I give you the sweetest guy in the books as a friend, Remus Lupin, and what do you do? After giving him a very difficult time, you try and kiss him when he's comforting you, and then burst out laughing when he politely tries to respond. Well, yes, he was relieved that he didn't have to slap a chastity belt on you to protect himself, but still. You could have been more polite. Telling a man that he's 'too nice to be sexy' is not exactly complimentary.
And your pet. I wanted you to have a magnificent peregrine falcon to help you in your adventures and, er, just fly around being magnificent. Instead, Malhereuse exists to drop half-dead voles in your lap and crap on people's carpets. I know you make him do this - it isn't me.
All of this pales, however, besides the two major problems you have caused in my writing. First of all, you are the only OC I know who makes her author parody herself. Crypts of Lieberkuhn? To Hell in a Handfasting? The Sword and the Shrubbery? What kind of fabulous, dramatic, angsty fanfic is that? I'll tell you what kind - it ISN'T. They are silly messes of fanfic, and it is all your fault. If you weren't such lusty mess of a person, you couldn't be parodied so easily.
Speaking of lusty messes, how DARE you! Perhaps I should be blaming both you and Severus. Do you two ever stop? Arguing or having sex? Apparently not. I was sitting in a meeting. Yes, it was boring. Yes, I was idly writing out a scene. No, I did not expect you two to go at it right in front of my eyes. In a broom closet. At Malfoy's house. Ahem. Not only that, but you made me enjoy it. The next thing I know, it's happening again, only this time high, titanium-heeled shoes and pit vipers used as bondage instruments are involved. You'd become so shameless that I couldn't even put you up on Sugarquill, and I had to keep your further adventures on Witchfics.

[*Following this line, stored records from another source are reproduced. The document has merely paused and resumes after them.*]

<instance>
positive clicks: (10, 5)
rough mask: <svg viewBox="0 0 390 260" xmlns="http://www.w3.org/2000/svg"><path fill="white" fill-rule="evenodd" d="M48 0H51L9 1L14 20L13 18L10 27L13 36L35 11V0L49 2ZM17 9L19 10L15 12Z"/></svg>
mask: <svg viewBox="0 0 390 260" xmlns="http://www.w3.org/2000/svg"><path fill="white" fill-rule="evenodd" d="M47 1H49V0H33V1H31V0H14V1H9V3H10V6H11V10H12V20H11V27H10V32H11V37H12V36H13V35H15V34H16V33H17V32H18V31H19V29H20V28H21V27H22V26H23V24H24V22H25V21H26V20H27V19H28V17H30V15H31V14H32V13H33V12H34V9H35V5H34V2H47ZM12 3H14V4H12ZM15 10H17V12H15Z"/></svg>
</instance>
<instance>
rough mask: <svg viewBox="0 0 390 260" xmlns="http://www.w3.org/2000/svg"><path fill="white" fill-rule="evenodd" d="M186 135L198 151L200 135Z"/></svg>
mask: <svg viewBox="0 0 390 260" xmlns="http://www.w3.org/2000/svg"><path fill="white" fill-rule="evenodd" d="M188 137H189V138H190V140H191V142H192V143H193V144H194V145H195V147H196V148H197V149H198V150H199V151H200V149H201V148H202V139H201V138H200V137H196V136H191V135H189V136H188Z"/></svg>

OK, OK, I admit you handled that, you know, situation with Lucius fairly well. But forcing me to realize my inborn potential as a porn writer....Viviane, that is not good behavior from an OC. I know you think you've gotten away with something, since your further adventures won't be thrown into cyberspace, but guess again. I still have plenty of room on my hard drive, and Mr. Goyle is going to get past the jailbait age. Ha.
Your revenge-minded creator, Juliane.